Париж после Лондона выглядел не то чтобы более нарядным — более обжитым. Может быть, все дело в лондонских туманах; хотя Вера полагала, что разгадка заключается в самой обыкновенной привычке. В Париже почти все улицы обросли какими-нибудь воспоминаниями. Не бог весть какое, но все же утешение.
Свернув за угол, она вдруг заметила странно знакомую фигуру. Высокий мешковатый человек быстро лепил афишу. Ведро в одной руке и малярная кисть в другой отнюдь не делали его похожим на маляра: в его движениях напрочь отсутствовала ремесленная ухватистость. Он был нелеп и трогателен, как Пьеро. Казалось, что вот-вот выскочит Арлекин и начнет дубасить его по голове с пронзительными воплями: «Что ты делаешь, а? Кто тебе позволил, а? Да как ты держишь кисть, дурак! Да как ты держишь ведро, дурак! Думаешь, Коломбина тебя за это полюбит? Дурак, дурак, дурак!»

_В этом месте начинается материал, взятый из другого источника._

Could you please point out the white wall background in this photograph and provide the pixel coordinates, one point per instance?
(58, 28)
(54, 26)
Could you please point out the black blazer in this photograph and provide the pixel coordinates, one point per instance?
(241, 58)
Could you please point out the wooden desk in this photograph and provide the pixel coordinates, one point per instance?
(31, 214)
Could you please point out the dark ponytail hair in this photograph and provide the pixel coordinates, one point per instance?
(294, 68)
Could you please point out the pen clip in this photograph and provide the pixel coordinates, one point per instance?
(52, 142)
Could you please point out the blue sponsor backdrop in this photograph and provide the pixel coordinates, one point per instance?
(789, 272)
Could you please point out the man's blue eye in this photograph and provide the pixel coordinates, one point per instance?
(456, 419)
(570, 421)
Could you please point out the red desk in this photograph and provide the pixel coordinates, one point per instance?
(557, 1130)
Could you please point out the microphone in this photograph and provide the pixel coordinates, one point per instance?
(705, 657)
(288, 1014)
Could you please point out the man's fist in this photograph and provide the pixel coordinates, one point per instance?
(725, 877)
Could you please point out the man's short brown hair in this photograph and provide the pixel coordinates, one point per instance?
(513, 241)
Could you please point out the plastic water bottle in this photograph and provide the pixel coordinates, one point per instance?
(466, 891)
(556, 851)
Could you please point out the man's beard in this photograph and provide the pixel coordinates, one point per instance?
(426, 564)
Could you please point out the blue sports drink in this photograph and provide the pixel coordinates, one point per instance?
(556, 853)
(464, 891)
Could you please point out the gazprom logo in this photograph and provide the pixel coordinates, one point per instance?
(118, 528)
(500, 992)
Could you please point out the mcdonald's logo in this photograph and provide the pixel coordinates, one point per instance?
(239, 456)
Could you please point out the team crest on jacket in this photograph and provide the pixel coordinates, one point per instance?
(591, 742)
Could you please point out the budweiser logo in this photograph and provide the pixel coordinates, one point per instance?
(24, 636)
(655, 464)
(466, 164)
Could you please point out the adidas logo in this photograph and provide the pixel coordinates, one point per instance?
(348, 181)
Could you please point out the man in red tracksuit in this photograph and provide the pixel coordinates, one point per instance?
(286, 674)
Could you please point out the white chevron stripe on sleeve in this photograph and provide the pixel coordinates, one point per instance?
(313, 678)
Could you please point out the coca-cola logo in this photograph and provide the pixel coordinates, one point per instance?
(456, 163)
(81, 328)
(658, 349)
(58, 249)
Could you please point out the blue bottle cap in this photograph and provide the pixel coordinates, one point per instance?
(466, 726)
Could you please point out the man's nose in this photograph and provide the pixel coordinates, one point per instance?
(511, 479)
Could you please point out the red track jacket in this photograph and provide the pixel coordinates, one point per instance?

В этот самый миг «Пьеро» обернулся, и Вера узнала Эфрона.
— Вера! — Он радостно бросился к ней, волоча ведро.
Вера чуть отстранилась, чтобы он случайно не мазнул ее кистью по костюму или волосам.
Эфрон поставил ведро, бросил кисть, обнял ее.
— Как я рад!
— Здравствуй, Эфрон.
Она чуть коснулась душистыми губами его плохо выбритой щеки.
— Ну как же я рад! — заговорил он, блестя в полумраке глазами и снова хватаясь за ведро. — Ты так внезапно исчезла из Парижа! Говорят, теперь ты в Лондоне.
— Да, жила какое-то время… — Вера неопределенно махнула рукой.
— Мирский по тебе тосковал, как Орфей по Эвридике, — сказал Эфрон. — И я скучал, — прибавил он, улыбаясь. — Ты придешь на вечер?
Он показал на афишу, которую только что прилепил. Вера прищурила глаза: «Вечер поэзии Марины Цветаевой».
— Марина будет читать… — добавил Эфрон зачем-то, хотя это было очевидно.
— Без бельканто? — немножко ехидно улыбнулась Вера.